“When I was in college I had a job seismic crew in northern BC,” Raphael van Lierop tells me. “Basically, doing seismic surveying for oil companies. You’re flown in to the middle of nowhere by a helicopter and there’s no roads, nothing except for a few logging camps. It’s extremely isolating. I think that a lot of classic wilderness literature has played on those themes; what happens to the veneer of civilization that we all carry around with us when we’re put into a real survival scenario.”
That’s the scenario where van Lierop and his team at Hinterland want to put players in their recently-announced survival game, The Long Dark. It’s a survival game set in the Canadian backcountry in the midst of civilization’s collapse.
That might seem like coals to Newcastle. After all, PC gamers watch civilization falling apart just about every day, and that’s just from reading comment threads. Then they play games involving zombie invasion, plague, aliens, and sometimes even environmental catastrophe. What makes The Long Dark different is that it’s more Jack London than George Romero, inspired less by American urban survivalist fantasies and more by a Canadian frontier that remains untamed, where man is not the real monster, but another of nature’s potential victims. It is a place near to van Lierop’s heart. In fact, it’s practically out his back door.

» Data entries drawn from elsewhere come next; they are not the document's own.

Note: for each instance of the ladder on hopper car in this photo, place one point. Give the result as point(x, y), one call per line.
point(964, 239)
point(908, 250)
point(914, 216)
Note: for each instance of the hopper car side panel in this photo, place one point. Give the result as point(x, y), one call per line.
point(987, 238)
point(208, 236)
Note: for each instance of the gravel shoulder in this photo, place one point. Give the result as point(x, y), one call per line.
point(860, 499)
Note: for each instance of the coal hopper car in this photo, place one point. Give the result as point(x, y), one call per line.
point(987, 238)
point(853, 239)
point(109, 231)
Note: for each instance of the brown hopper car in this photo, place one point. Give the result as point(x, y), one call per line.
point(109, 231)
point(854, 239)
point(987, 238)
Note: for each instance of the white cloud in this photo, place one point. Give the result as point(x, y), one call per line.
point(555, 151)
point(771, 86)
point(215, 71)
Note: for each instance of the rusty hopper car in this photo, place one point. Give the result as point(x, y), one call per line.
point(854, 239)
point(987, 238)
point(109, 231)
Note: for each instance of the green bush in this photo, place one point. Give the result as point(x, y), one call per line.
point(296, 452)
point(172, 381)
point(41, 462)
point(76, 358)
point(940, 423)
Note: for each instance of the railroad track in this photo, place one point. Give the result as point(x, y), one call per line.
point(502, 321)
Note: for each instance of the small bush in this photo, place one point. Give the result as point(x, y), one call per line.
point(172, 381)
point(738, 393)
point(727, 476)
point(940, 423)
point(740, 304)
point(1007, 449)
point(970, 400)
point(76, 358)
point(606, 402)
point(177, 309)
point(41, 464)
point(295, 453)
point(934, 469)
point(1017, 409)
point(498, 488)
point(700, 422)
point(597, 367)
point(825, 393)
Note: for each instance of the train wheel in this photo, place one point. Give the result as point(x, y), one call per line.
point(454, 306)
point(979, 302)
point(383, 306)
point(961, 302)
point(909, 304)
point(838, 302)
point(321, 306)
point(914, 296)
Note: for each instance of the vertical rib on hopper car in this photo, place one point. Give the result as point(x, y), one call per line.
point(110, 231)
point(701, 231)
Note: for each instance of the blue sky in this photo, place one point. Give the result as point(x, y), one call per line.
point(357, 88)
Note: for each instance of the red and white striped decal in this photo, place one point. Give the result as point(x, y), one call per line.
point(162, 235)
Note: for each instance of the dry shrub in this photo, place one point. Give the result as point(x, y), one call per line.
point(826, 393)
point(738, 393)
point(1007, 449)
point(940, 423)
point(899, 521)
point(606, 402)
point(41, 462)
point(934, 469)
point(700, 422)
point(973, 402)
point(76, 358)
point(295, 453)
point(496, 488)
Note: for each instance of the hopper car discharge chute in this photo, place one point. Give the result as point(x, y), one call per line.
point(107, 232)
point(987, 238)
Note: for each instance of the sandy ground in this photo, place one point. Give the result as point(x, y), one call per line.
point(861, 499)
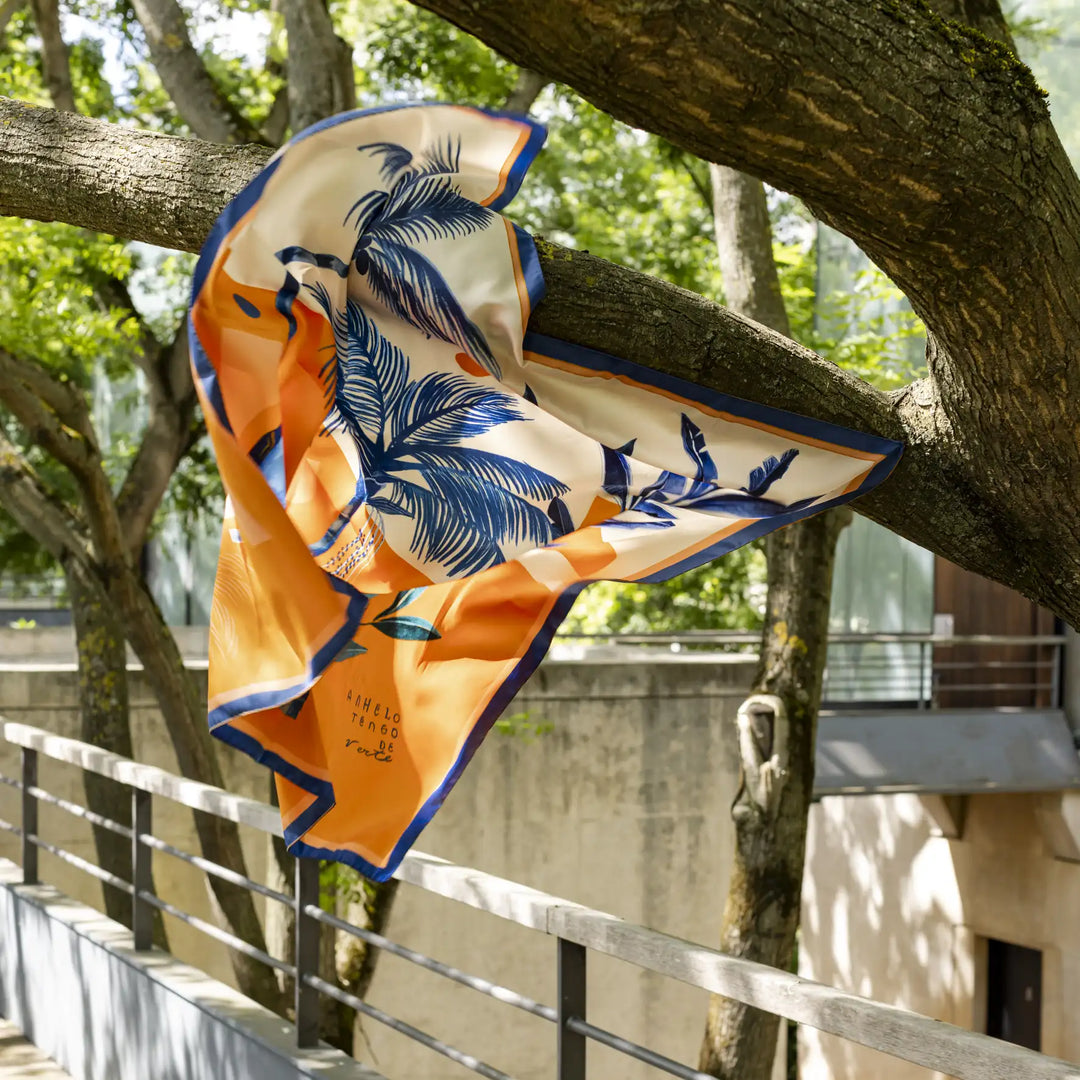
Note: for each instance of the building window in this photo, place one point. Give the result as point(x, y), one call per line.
point(1014, 994)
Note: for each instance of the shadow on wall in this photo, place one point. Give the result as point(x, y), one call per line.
point(881, 917)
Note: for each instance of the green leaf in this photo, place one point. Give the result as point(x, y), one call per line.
point(349, 650)
point(407, 628)
point(402, 599)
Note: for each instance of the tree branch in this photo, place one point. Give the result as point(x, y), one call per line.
point(39, 513)
point(164, 443)
point(72, 444)
point(200, 102)
point(943, 496)
point(54, 54)
point(927, 143)
point(8, 10)
point(321, 80)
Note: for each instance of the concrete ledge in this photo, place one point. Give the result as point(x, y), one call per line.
point(71, 982)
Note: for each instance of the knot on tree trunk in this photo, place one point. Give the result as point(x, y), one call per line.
point(761, 723)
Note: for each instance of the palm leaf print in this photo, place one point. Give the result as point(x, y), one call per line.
point(463, 501)
point(410, 287)
point(770, 471)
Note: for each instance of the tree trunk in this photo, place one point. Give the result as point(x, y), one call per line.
point(777, 724)
point(185, 715)
point(105, 721)
point(343, 959)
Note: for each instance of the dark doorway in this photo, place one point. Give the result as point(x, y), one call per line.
point(1014, 994)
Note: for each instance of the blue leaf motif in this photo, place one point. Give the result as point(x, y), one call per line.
point(770, 470)
point(494, 468)
point(395, 158)
point(424, 210)
point(693, 440)
point(410, 287)
point(444, 408)
point(558, 514)
point(407, 628)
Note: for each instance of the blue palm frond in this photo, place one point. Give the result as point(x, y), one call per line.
point(616, 475)
point(770, 470)
point(441, 158)
point(395, 158)
point(427, 208)
point(373, 374)
point(444, 408)
point(413, 289)
point(558, 514)
point(693, 440)
point(514, 475)
point(746, 505)
point(366, 207)
point(459, 520)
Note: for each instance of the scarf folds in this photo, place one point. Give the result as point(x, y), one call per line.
point(417, 485)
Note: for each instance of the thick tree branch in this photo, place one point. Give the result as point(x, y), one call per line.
point(198, 98)
point(169, 191)
point(321, 80)
point(54, 54)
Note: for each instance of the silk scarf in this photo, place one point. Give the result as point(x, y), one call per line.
point(417, 485)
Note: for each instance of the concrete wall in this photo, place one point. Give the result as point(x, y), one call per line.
point(623, 806)
point(896, 913)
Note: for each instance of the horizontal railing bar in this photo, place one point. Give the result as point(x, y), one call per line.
point(468, 1061)
point(78, 811)
point(92, 868)
point(931, 1043)
point(634, 1050)
point(743, 637)
point(147, 778)
point(216, 869)
point(502, 994)
point(966, 1055)
point(216, 932)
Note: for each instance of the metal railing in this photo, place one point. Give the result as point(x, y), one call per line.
point(918, 671)
point(576, 929)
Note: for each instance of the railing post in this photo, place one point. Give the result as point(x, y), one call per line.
point(307, 953)
point(142, 875)
point(571, 1003)
point(29, 817)
point(925, 698)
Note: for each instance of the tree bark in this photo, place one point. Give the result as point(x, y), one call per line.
point(54, 54)
point(321, 80)
point(198, 98)
point(169, 191)
point(105, 721)
point(777, 724)
point(777, 732)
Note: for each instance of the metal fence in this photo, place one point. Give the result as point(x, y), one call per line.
point(913, 671)
point(576, 930)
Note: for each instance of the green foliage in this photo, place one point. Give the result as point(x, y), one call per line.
point(523, 726)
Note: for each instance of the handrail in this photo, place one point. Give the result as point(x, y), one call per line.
point(745, 637)
point(931, 1043)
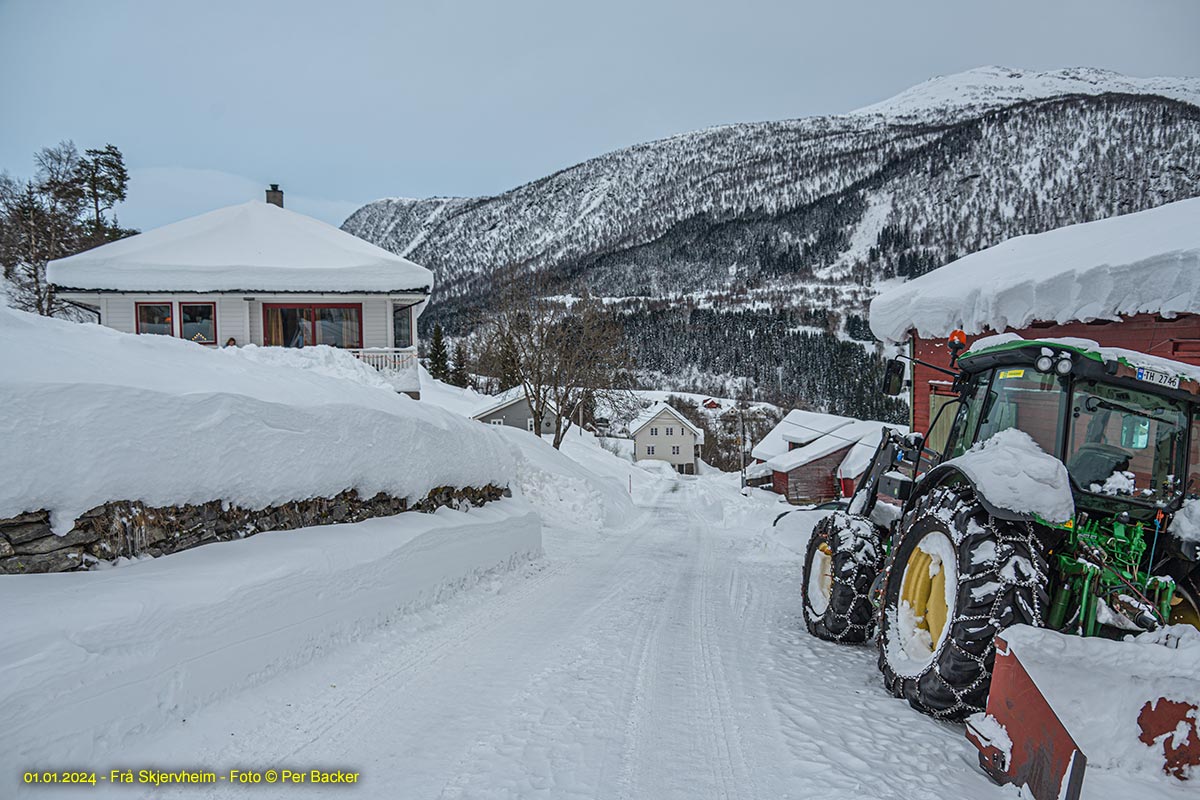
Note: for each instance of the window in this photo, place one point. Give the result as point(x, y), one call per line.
point(155, 318)
point(337, 325)
point(402, 326)
point(198, 322)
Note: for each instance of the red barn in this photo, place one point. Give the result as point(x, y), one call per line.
point(1131, 282)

When it comes to peeling back the veneer of civilization, van Lierop may already have created the definitive work with 2011’s Space Marine. That veneer is hard to maintain when you are controlling a burly man in bright blue armor who is curb-stomping Orks, sending curtains of blood slashing everywhere.
“You know, with Space Marine I didn’t set out to make the most violent action game ever made,” van Lierop says. “It just turned out to be that way because that’s the IP of Warhammer 40,000.”

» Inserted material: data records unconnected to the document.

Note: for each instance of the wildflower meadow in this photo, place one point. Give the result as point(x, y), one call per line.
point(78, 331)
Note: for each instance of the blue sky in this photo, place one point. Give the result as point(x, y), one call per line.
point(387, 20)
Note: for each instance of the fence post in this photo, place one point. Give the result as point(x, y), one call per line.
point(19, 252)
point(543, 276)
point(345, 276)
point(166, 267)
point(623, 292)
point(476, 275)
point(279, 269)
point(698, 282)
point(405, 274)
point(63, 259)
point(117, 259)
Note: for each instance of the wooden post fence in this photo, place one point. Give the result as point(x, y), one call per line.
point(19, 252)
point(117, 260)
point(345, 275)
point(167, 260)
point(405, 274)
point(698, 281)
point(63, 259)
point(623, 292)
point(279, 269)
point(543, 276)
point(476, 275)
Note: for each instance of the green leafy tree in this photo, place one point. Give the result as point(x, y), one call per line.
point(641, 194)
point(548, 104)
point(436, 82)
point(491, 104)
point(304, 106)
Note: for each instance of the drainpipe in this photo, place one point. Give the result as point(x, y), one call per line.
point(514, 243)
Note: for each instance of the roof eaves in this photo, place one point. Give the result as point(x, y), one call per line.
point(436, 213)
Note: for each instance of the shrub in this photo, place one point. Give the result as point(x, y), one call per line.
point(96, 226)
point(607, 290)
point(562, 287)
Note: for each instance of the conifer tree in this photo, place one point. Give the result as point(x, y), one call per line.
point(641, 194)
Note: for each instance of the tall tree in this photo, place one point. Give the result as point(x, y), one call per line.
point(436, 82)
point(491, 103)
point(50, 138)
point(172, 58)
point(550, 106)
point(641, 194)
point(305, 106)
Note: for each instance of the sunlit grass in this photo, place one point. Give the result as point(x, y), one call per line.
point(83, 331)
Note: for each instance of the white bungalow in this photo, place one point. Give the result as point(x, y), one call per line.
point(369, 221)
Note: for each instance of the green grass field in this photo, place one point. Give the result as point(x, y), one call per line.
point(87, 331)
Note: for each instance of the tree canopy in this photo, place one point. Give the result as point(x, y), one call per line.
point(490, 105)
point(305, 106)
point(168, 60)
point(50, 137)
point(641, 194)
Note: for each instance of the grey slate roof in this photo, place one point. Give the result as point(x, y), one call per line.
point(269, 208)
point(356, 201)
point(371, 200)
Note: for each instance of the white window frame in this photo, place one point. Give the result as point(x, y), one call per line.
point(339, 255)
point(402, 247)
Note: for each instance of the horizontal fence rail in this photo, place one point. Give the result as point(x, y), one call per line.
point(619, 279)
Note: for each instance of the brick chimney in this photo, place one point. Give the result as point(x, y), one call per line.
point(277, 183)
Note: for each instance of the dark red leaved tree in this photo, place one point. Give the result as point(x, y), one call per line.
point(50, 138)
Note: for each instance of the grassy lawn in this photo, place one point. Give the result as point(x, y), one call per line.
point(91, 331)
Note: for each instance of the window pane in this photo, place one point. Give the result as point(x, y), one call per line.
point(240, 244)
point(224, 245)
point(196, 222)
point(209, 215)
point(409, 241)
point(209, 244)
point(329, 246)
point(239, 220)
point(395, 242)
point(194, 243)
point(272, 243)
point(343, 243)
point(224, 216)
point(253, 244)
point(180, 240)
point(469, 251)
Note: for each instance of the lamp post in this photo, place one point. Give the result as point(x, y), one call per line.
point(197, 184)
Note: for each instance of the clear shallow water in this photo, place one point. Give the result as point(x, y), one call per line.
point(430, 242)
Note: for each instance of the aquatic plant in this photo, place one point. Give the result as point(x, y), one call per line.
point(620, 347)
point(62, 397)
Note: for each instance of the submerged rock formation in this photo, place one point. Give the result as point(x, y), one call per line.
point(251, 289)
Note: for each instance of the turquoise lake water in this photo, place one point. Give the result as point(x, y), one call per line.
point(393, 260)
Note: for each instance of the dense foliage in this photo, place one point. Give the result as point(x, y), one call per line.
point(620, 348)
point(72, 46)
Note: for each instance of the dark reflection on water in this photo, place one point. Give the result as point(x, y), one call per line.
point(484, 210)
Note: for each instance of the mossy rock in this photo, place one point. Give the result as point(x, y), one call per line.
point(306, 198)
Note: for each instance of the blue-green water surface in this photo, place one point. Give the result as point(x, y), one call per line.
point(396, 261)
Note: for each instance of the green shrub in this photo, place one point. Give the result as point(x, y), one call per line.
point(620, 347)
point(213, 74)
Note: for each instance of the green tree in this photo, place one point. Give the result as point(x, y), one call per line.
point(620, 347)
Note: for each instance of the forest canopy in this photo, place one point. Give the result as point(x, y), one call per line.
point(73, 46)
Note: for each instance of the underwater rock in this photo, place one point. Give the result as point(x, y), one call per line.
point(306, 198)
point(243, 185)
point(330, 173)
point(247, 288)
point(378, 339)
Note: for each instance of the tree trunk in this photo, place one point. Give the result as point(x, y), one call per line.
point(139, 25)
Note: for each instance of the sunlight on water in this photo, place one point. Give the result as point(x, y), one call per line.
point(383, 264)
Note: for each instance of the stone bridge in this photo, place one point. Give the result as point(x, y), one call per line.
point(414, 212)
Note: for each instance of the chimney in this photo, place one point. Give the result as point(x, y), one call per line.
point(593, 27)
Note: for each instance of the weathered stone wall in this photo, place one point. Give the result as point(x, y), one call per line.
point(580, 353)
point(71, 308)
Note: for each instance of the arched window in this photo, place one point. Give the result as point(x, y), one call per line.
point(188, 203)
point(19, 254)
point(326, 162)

While I will defend Space Marine to my dying breath (though I am bias), van Lierop seems ambivalent about the project. Or perhaps more accurately, he found himself becoming ambivalent about his entire career in its wake.
“After every game I’ve shipped, I’ve gone through that process of reflection and asking myself, ‘Is this the right thing?’ And after Space Marine it was particularly strong... I got to that point where I reflected back on why I first got into games. What my ambitions were when I started out in the industry. And... it felt kind of like a now or never scenario. It was like, I could sign up for another big triple A project that’s going to be another two or three years of my life, or I can take a shot now, at this moment, and try and see if I can make it happen.”
Time is something van Lierop has become acutely aware of. His time in mainstream game development showed him how slowly years transform into new games, how truly short a career in development can be.
He explains: “If you look back at projects that got canceled, or that you can’t finish for whatever reason, and the games that you do ship but don’t really resonate, you’re kind of like ‘Shit, if this keeps up maybe I’ll get ten games out by the time I’m done, and a couple of them will be pretty good, and the rest will be ok.’ Does that feel like it’s going to be enough?”
Into the wild
For van Lierop, it wasn’t. He departed Relic and started laying the groundwork for Hinterland Games and The Long Dark while working as a consultant on a variety of projects, including Far Cry 3. But it was all to pay the bills while the small team at Hinterland started working on the game they really wanted to make, a game with its origins in the Canadian backcountry and van Lierop’s own connection with it.
“My wife and I moved here out to Vancouver Iisland from Vancouver shortly after I finished Space Marine, largely because we wanted to get out of the city. My office is like 30 meters from 50 km of really rugged mountain biking trails that go through all these log cut areas and forests with cougars and bears and all this kind of stuff. So this is my backyard,” van Lierop explains. “I really wanted to explore that space.”